Speaker
Description
Determination of uranium and plutonium isotopic composition is a key challenge in several application fields of the nuclear industry: MOX fuel fabrication, safeguards, dismantling and decommissioning (D&D) applications, reprocessing plants. Isotopic composition measurements are generally carried out using a High Purity Germanium (HPGe) detector, which requires cooling, imposing constraints in terms of cost, deployment, and maintenance. The measurements are then analyzed using a dedicated software such as the IGA, MGA, or FRAM industrial codes.
The goal of this study is to determine the isotopic composition of plutonium and uranium by analyzing medium resolution spectra obtained using CZT and LaBr3 detectors. The measurements were conducted using a Polaris gamma camera from H3D (H420 model) and two LaBr3 detectors of different sizes. At 120 keV, there is a factor of four between the CZT camera resolution (2.3 keV) and the HPGe resolution (0.5 keV) and a factor thirteen between the LaBr3 resolution (6.8 keV) and the HPGe resolution.
MAGIX-UPu, a code developed by CEA LIST, is based on the automatic analysis of X and gamma rays emitted by the different radionuclides contained in the material to be analyzed, especially the isotopes of plutonium and uranium. The energies of the peaks in the spectrum indicate which isotopes are present, and the number of counts in the peaks provides information on the respective quantity of each isotope, allowing the isotopic composition to be calculated.
The main challenge arises from the complexity of the uranium and plutonium spectra to be analyzed, due to the medium resolution of the CZT and LaBr3 detectors. Despite these difficulties, the objective of this study is to determine whether it is possible to determine the isotopic composition from medium resolution gamma spectra.
The analysis of a spectrum with MAGIX-UPu consists of several stages: the fine energy and resolution calibration, the region fitting to extract peak areas and the simultaneous estimation of relative efficiency and mass fractions of the isotopes.
The study of uranium spectra was conducted on several enrichment levels of 235U, between 0.3% to 9.6% and the study of plutonium spectra on several samples, with 239Pu fractions contained between 69% to 94%.

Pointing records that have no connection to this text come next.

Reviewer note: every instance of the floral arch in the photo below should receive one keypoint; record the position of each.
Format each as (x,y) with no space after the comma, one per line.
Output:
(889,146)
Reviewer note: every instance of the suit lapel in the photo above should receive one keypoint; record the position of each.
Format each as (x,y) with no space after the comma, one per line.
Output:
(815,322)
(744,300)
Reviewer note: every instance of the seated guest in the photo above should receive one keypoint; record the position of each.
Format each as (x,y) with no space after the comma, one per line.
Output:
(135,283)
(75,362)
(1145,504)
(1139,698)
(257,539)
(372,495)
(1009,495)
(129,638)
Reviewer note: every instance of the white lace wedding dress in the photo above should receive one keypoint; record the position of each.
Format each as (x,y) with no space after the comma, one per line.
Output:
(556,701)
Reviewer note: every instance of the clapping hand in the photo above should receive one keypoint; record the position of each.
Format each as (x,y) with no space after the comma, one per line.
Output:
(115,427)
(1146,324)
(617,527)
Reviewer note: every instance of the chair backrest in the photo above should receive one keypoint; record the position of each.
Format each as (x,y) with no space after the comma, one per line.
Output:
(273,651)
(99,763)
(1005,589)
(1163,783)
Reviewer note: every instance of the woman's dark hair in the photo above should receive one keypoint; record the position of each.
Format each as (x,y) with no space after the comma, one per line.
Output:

An isotopic composition was determined from the uranium spectra provided by the two LaBr3 detectors, but a specific analysis had to be developed based on the size of the detectors. A notable impact of counting statistics related to the distance between the source and the detector was observed. For the plutonium samples, isotopic composition results were also obtained (Deviations between 239Pu mass fractions obtained by the software and the reference are less than 20%), which is a significant achievement considering the degraded resolution of this family of detectors compared to an HPGe semiconductor. It should also be noted that, the analysis starting at 129 keV, several plutonium isotopes can only be characterized by analyzing a single peak, which poses a significant constraint in data processing. As with the germanium detector, analysis performance is also affected by the fractions of 239Pu content of the sample (the lower the fraction, the more the performance of the code is degraded).
The results obtained from the analysis of spectra provided by the Polaris H420 gamma camera from H3D are much better, mainly due to the less degraded energy resolution of the CZT detector compared to that of a LaBr3. The mass fractions of 239Pu can be obtained with a deviation of less than 1% compared to the reference value. The results for uranium spectra are also convincing, although the tested enrichment range does not exceed 9.6%.
It is important to note that the industrial perspectives for this new code are good, as the use of medium resolution detectors reduces the constraints associated to the deployment of an HPGe detector.